Elles traversèrent des appartements déserts, des corridors tortueux. Le château avait été pillé au moment de la Révolution. Ses propriétaires l'avaient complètement remeublé sous le premier Empire. C'était de cette époque que datait presque tout le mobilier, et le style empire donnait un aspect particulier à ces pièces où l'on se serait attendu à rencontrer surtout les bahuts sculptés, les chaires monumentales et tout le massif appareil du moyen âge.

Elles arrivèrent à la fin dans la chambre d'Auberte. La jeune fille habitait l'aile burgonde; ses larges fenêtres, près desquelles aboutissait l'extrémité des contreforts, plongeaient sur les vallées. L'un des murs de cette chambre touchait à la Maison.

Jeanne déshabilla Aube, la coiffa pour la nuit.

— On n'a pas des cheveux comme ça, marmottait orgueilleusement la vieille servante en arrangeant la belle tresse interminable aux fugitifs reflets lumineux.

Jeanne se retira, emportant le bougeoir, d'après le règlement qui déterminait dans ses plus minutieux détails le service d'Auberte.

Auberte resta seule, étendue les yeux ouverts dans son lit aux quatre colonnes duquel étaient fixés les rideaux de soie rouge, mince et bruissante.

….. Le lendemain était un dimanche. L'assistance put admirer à l'église, dans deux bancs jusque-là inoccupés et qui faisaient audacieusement face aux bancs de Menaudru, une théorie de têtes juvéniles aux cheveux jaunes; du paille incolore à l'orange, toute la gamme était dignement représentée; les deux babies qui terminaient cette glorieuse série donnaient vraiment à penser que, d'après une opinion en honneur dans leur famille, les blés mûrissant sur la tête des autres n'étaient encore, sur leurs petites caboches enfantines, qu'à l'état de blés verts.
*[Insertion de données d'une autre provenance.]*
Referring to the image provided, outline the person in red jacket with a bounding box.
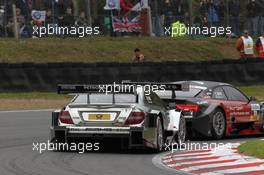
[120,0,134,16]
[236,30,254,58]
[256,33,264,58]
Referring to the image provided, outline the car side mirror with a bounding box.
[249,96,257,101]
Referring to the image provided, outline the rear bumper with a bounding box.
[50,126,146,147]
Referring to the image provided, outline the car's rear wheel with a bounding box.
[211,109,226,139]
[174,117,187,143]
[156,117,164,152]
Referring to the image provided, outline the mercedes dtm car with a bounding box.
[51,84,186,151]
[158,81,264,139]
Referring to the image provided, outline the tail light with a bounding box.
[176,104,200,112]
[59,111,73,124]
[125,112,145,125]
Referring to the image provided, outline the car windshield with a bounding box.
[72,93,137,104]
[156,88,202,99]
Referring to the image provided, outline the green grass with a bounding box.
[238,140,264,159]
[0,37,239,63]
[0,85,264,101]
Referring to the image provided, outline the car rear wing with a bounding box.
[57,84,135,94]
[122,80,190,99]
[122,80,190,91]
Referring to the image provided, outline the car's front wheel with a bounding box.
[174,117,187,143]
[156,117,164,152]
[211,109,226,139]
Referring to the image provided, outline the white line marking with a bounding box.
[212,166,264,174]
[181,159,264,172]
[0,109,55,113]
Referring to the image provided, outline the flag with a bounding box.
[31,10,46,22]
[104,0,120,10]
[131,0,149,11]
[112,15,142,32]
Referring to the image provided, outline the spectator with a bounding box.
[259,0,264,34]
[236,30,254,58]
[6,8,25,36]
[164,0,175,27]
[120,0,133,16]
[228,0,241,36]
[256,32,264,58]
[199,0,208,19]
[75,11,89,26]
[45,9,53,26]
[16,0,31,21]
[133,48,145,62]
[149,0,164,36]
[175,0,188,23]
[62,7,74,27]
[207,0,220,27]
[247,0,260,36]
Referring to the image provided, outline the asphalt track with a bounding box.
[0,110,262,175]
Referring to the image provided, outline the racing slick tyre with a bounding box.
[211,109,226,139]
[156,117,164,152]
[174,117,187,144]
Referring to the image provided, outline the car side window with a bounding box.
[212,87,227,100]
[224,86,248,102]
[146,92,166,107]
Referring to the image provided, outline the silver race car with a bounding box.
[50,83,186,151]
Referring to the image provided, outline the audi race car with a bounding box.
[50,84,186,151]
[157,81,264,139]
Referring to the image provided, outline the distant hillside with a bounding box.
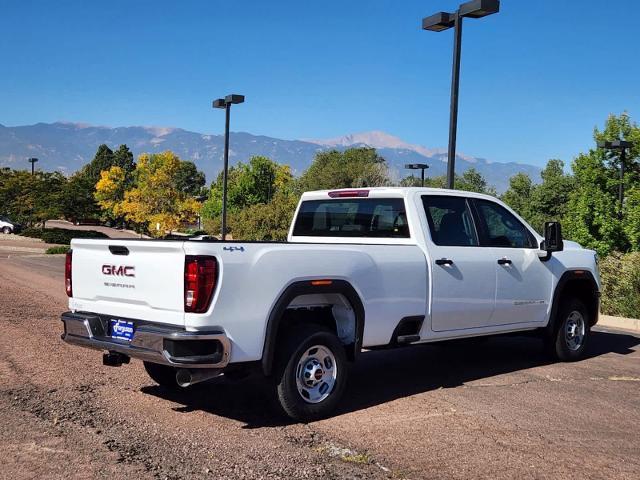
[0,122,540,192]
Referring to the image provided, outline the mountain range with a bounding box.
[0,122,540,192]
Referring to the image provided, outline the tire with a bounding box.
[276,325,348,422]
[143,362,181,390]
[545,298,591,362]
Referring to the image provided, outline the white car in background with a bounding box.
[0,217,20,234]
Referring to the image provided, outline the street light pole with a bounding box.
[404,163,429,187]
[213,94,244,240]
[27,158,38,175]
[598,140,633,218]
[422,0,500,189]
[222,103,231,240]
[448,11,462,190]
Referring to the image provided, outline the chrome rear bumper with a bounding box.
[61,312,231,368]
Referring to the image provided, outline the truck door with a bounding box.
[422,195,496,332]
[472,199,553,325]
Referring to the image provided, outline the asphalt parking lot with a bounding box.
[0,254,640,479]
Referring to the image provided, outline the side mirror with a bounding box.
[543,222,564,253]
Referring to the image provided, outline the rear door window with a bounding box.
[474,199,537,248]
[422,195,478,247]
[293,198,409,238]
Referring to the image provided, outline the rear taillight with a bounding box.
[184,255,218,313]
[64,250,73,297]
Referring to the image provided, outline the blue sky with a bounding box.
[0,0,640,165]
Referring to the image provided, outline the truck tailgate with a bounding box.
[69,239,185,326]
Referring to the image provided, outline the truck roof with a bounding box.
[301,187,496,201]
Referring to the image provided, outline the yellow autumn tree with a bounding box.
[94,166,126,218]
[117,151,200,237]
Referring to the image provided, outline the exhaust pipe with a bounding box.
[176,368,222,388]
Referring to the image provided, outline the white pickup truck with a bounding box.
[62,188,600,421]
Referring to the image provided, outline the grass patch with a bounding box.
[21,228,109,245]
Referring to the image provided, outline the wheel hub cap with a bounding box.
[296,345,338,403]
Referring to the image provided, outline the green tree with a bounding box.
[202,156,293,221]
[232,192,298,241]
[81,143,115,185]
[299,147,391,191]
[117,151,201,237]
[0,169,67,226]
[501,173,535,223]
[175,161,205,197]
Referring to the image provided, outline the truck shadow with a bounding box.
[142,331,640,428]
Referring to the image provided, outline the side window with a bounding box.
[474,200,535,248]
[422,195,478,247]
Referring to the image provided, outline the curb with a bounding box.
[597,314,640,332]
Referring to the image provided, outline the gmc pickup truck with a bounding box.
[62,188,600,421]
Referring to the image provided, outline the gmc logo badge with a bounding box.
[102,265,136,277]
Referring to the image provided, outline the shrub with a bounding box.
[600,252,640,318]
[44,245,70,255]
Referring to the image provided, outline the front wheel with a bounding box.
[276,325,348,422]
[547,298,591,362]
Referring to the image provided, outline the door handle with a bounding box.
[436,258,453,265]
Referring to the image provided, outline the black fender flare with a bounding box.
[546,269,600,334]
[262,278,364,376]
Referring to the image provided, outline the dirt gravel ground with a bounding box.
[0,255,640,480]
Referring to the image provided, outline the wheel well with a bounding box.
[551,274,600,326]
[262,281,364,375]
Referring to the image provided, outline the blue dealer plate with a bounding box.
[110,318,134,342]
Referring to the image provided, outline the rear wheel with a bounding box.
[144,362,181,390]
[547,298,591,362]
[276,325,348,422]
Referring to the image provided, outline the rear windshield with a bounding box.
[293,198,409,238]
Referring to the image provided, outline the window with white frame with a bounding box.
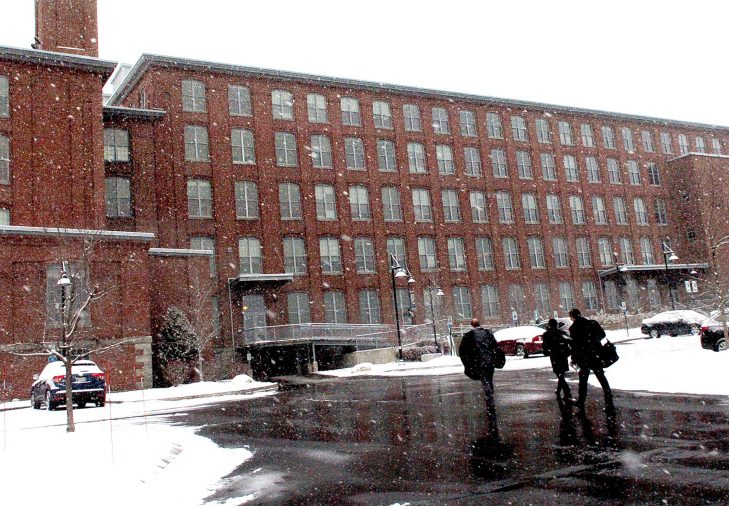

Il y avait, dans les bancs combles de la Maison, seulement ce que Gillette aurait appelé: quelques-uns d'entre nous, car il manquait encore à la tribu le père et les deux fils aînés qui avaient assisté à la première messe. L'attitude des Droy étonna Auberte; elle était à la fois si pénétrée et si franche qu'ils semblaient respirer, dans l'église, une atmosphère révérée et familière. L'âme d'Auberte était naturellement et tendrement pieuse, quoique ses parents, dans leur indolence, peut-être dans une crainte secrète de favoriser en leur fille un attrait trop puissant, n'eussent pas fait chez eux de la religion la force vivante qui imprégnait visiblement le coeur des jeunes Droy, si elle ne disciplinait pas encore l'exubérante vitalité de leur manière d'être.

Ceux qui avaient compté sur la sortie de l'église pour mieux examiner les nouveaux paroissiens, en furent pour leurs frais de curiosité, car, de la façon la plus prestigieuse, toute la jeunesse Droy se trouva soudain à bicyclette et lancée grand train sur la route, les correctes toilettes des filles s'adaptant par quelque prodige à cet emploi mouvementé. Les babies elles-mêmes disparurent, escamotées par les bras complaisants de leurs aînés. Et de cette phalange agile, il ne resta plus là que Mme Droy avec une grande jeune fille, fort belle, qui devait être l'institutrice. Elles prirent à pied le chemin que les intrépides gravissaient à grands coups de pédale.

Mme Droy était de haute taille, maigre, sans beauté, de tournure très jeune, avec d'abondants cheveux gris qui débordaient de son chapeau rond; elle avait l'empreinte de la race dans toute sa personne énergique. Ses enfants tenaient visiblement d'elle, les plus laids comme les autres.